Next, we observed the role of STAT5A in regulating RA FLS biological behaviors and glycolysis. We designed 3 siRNA oligonucleotide sequences to inhibit the expression of STAT5A. As shown in Supplemental Figure 18, transfection with both siRNA-2 and siRNA-3 decreased STAT5A expression. Therefore, siRNA-2 and siRNA-3 for STAT5A were used in subsequent experiments. We demonstrated that STAT5A siRNA transfection decreased the migration and invasion of RA FLSs (Figure 5, H and I) and reduced TNF-α–induced expression of IL-1β, IL-6, and IL-8 compared with control transfection (Figure 5J). STAT5A knockdown also resulted in downregulation of glucose uptake, lactate secretion, and the expression of LDHA, PDK1, and GLUT1 (Figure 5K). These results suggest the involvement of STAT5A in regulating the biological function and glycolysis of RA FLSs and that STAT5A might be a novel target for RA treatment.
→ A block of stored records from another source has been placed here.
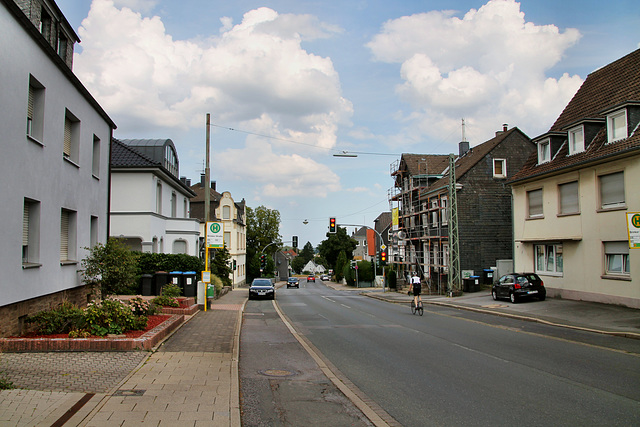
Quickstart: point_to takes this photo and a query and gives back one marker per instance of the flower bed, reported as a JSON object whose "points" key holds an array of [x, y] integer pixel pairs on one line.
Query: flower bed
{"points": [[156, 331]]}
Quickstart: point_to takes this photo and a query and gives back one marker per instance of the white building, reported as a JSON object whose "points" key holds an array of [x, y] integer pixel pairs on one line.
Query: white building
{"points": [[222, 208], [54, 167], [149, 202]]}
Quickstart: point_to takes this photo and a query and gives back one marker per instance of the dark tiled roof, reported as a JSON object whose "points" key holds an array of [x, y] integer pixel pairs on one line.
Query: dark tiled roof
{"points": [[123, 156], [612, 85], [474, 155]]}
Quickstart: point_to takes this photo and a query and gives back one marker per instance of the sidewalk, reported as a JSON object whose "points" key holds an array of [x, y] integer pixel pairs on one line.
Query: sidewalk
{"points": [[190, 380], [582, 315]]}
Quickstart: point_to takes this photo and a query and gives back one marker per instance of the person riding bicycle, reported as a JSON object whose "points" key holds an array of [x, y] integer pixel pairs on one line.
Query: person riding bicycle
{"points": [[416, 286]]}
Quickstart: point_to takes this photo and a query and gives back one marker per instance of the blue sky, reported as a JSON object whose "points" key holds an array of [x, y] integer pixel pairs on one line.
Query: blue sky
{"points": [[300, 80]]}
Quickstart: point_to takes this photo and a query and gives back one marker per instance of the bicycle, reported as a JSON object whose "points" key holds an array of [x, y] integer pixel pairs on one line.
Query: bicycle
{"points": [[418, 309]]}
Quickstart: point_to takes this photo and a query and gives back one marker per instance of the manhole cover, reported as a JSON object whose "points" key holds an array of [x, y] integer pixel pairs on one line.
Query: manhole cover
{"points": [[129, 393], [277, 373]]}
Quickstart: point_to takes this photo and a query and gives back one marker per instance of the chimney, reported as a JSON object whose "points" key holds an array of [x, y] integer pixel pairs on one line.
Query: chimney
{"points": [[463, 147]]}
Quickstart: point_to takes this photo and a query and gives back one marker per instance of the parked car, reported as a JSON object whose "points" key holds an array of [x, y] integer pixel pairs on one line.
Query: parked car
{"points": [[262, 288], [516, 286]]}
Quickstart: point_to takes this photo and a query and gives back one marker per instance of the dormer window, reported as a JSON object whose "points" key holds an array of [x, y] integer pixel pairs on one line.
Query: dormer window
{"points": [[576, 140], [544, 151], [617, 126]]}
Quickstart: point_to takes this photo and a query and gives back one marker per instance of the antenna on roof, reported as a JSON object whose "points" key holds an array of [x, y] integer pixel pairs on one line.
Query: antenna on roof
{"points": [[464, 137]]}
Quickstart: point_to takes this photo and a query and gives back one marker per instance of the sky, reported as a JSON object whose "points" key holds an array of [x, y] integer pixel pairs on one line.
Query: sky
{"points": [[290, 83]]}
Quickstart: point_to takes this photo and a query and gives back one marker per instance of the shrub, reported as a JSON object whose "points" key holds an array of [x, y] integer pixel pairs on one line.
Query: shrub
{"points": [[171, 290], [60, 320], [111, 316]]}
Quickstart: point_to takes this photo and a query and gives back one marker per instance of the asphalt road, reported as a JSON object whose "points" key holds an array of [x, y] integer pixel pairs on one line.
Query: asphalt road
{"points": [[452, 367]]}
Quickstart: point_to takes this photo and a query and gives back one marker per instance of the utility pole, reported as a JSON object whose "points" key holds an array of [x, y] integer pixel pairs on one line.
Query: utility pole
{"points": [[454, 247]]}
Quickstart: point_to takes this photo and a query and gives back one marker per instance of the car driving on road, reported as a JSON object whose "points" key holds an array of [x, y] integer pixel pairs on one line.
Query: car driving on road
{"points": [[516, 286], [262, 288]]}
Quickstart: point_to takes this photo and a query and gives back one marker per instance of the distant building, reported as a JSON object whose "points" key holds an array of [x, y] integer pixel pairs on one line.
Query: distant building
{"points": [[149, 202], [421, 196], [573, 197], [223, 208], [54, 166]]}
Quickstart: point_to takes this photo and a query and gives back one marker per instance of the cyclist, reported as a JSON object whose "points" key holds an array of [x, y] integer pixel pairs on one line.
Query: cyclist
{"points": [[416, 286]]}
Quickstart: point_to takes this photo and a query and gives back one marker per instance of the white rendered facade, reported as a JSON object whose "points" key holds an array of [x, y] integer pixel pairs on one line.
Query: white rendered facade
{"points": [[54, 196]]}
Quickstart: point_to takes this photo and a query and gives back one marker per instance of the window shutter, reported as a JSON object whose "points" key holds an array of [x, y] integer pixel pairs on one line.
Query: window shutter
{"points": [[67, 137], [612, 189], [25, 225], [30, 104], [535, 202], [64, 236]]}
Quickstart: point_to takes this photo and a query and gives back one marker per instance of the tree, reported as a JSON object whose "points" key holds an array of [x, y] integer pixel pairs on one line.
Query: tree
{"points": [[307, 253], [111, 267], [339, 267], [336, 243], [263, 227]]}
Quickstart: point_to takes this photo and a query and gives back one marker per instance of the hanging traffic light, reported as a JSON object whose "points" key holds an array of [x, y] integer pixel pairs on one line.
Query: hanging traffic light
{"points": [[332, 225]]}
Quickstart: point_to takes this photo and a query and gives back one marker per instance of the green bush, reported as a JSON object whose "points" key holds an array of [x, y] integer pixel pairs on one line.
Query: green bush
{"points": [[60, 320], [111, 316]]}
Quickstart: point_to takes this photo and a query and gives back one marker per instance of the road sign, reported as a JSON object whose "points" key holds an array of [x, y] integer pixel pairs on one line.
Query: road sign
{"points": [[633, 227], [215, 235]]}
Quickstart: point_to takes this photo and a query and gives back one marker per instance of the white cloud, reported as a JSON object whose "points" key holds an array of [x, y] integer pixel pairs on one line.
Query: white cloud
{"points": [[254, 75], [488, 66]]}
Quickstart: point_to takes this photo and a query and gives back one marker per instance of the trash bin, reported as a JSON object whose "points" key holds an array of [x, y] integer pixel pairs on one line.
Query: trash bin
{"points": [[467, 284], [487, 276], [161, 278], [189, 278], [474, 285], [176, 278], [146, 285]]}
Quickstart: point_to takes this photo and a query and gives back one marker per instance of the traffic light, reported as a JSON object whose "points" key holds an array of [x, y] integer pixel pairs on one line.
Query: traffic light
{"points": [[332, 225]]}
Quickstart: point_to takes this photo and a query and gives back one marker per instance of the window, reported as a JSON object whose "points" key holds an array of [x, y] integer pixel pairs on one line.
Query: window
{"points": [[71, 145], [612, 190], [549, 259], [576, 140], [159, 198], [616, 256], [617, 126], [544, 151], [499, 168], [445, 210], [67, 236], [568, 193], [30, 232], [534, 200], [35, 110], [93, 238], [95, 167]]}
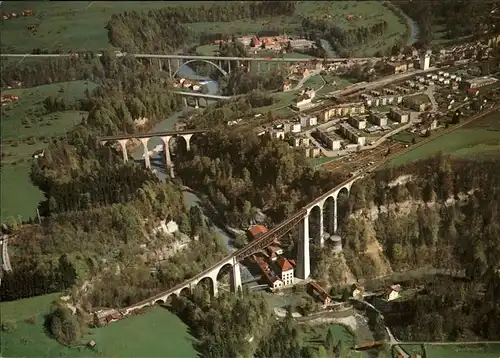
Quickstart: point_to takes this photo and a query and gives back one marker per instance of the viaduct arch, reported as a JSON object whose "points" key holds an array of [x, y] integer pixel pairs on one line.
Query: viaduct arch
{"points": [[221, 70], [303, 260]]}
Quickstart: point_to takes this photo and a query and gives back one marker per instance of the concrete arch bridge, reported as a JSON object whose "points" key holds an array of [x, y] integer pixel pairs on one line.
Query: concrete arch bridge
{"points": [[233, 260]]}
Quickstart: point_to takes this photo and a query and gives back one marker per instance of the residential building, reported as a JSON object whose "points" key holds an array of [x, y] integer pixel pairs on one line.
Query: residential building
{"points": [[415, 103], [379, 119], [303, 140], [329, 139], [268, 274], [308, 121], [398, 115], [287, 86], [319, 293], [397, 67], [260, 131], [293, 127], [357, 291], [479, 82], [343, 110], [274, 252], [425, 62], [314, 152], [352, 134], [286, 271], [256, 231], [277, 133], [357, 122], [392, 292]]}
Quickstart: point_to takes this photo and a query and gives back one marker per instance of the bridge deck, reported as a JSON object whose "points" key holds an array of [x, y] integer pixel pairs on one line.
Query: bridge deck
{"points": [[153, 134], [209, 58], [201, 95]]}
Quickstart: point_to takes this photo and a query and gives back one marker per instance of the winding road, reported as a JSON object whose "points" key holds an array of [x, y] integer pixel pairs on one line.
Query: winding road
{"points": [[5, 255]]}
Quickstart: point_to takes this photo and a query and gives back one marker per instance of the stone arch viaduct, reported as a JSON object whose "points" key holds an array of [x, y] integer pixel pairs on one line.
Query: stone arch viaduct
{"points": [[233, 260], [144, 138], [221, 70]]}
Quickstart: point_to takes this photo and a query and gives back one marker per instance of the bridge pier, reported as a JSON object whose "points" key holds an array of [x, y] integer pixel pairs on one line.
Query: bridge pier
{"points": [[303, 261], [237, 276], [166, 151], [321, 227], [123, 144], [187, 138], [147, 161]]}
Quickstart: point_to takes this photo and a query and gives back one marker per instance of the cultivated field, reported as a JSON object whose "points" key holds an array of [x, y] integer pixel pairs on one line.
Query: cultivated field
{"points": [[455, 351], [156, 333], [25, 128], [80, 25], [478, 139], [67, 25]]}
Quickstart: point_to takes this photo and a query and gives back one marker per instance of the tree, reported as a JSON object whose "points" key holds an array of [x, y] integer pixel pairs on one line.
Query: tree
{"points": [[64, 326], [196, 220], [330, 342]]}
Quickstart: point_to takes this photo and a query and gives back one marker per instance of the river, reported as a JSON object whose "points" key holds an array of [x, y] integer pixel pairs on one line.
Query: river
{"points": [[157, 162]]}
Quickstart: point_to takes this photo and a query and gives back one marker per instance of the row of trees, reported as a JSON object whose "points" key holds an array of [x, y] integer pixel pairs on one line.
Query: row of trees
{"points": [[449, 310], [341, 40], [165, 29], [244, 326], [456, 18], [416, 228]]}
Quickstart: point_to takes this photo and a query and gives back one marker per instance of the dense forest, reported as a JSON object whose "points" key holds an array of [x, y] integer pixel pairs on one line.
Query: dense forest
{"points": [[244, 326], [339, 39], [456, 19], [165, 30], [242, 171]]}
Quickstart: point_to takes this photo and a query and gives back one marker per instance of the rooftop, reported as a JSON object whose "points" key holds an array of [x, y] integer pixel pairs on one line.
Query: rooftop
{"points": [[257, 230], [285, 265]]}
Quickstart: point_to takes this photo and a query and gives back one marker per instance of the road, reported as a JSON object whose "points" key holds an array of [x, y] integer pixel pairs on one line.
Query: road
{"points": [[190, 57], [5, 255]]}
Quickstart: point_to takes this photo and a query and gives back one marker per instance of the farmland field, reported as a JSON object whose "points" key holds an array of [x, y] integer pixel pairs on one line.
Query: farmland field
{"points": [[478, 139], [67, 25], [156, 333], [455, 351], [25, 128], [75, 25]]}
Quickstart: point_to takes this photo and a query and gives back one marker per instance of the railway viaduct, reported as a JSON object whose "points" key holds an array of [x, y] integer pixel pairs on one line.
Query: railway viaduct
{"points": [[232, 261]]}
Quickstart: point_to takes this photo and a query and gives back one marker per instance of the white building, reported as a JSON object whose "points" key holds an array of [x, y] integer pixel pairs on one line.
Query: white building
{"points": [[286, 271], [392, 292], [294, 127]]}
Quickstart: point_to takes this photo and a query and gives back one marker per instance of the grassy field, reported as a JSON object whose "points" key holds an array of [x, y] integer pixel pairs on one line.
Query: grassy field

Treatment with GA attenuates the severity of arthritis in mice with collagen-induced arthritis.
The in vivo effect of SAE1/UBA2-mediated SUMOylation by GA on joint inflammation in RA was evaluated first in mice with collagen-induced arthritis (CIA). As shown in Figure 6A, i.p. injection of GA reduced clinical scores and paw swelling (change in volume) compared with DMSO treatment. GA administration also attenuated the inflammatory cell infiltration, synovial hyperplasia, and the cartilage and bone destruction of the joint (Figure 6, B and C). We also found that GA treatment reduced levels of IL-6 and IFN-γ, but not TNF-α, IL-1β, and IL-17, in ankle tissues of CIA mice (Figure 6D). We further determined that synovial expression of p-PKM2 and STAT5A was decreased in GA-treated CIA mice compared with DMSO-treated mice (Figure 6, E and F). GA treatment also reduced the frequency of joint fibroblasts, macrophages, and T cells (Supplemental Figure 19). In addition, we found that synovial macrophages and T cells also expressed SAE1 and UBA2 in CIA mice, and the percentages of those macrophages and T cells were reduced in GA-treated CIA mice compared with DMSO-treated mice (Supplemental Figure 20).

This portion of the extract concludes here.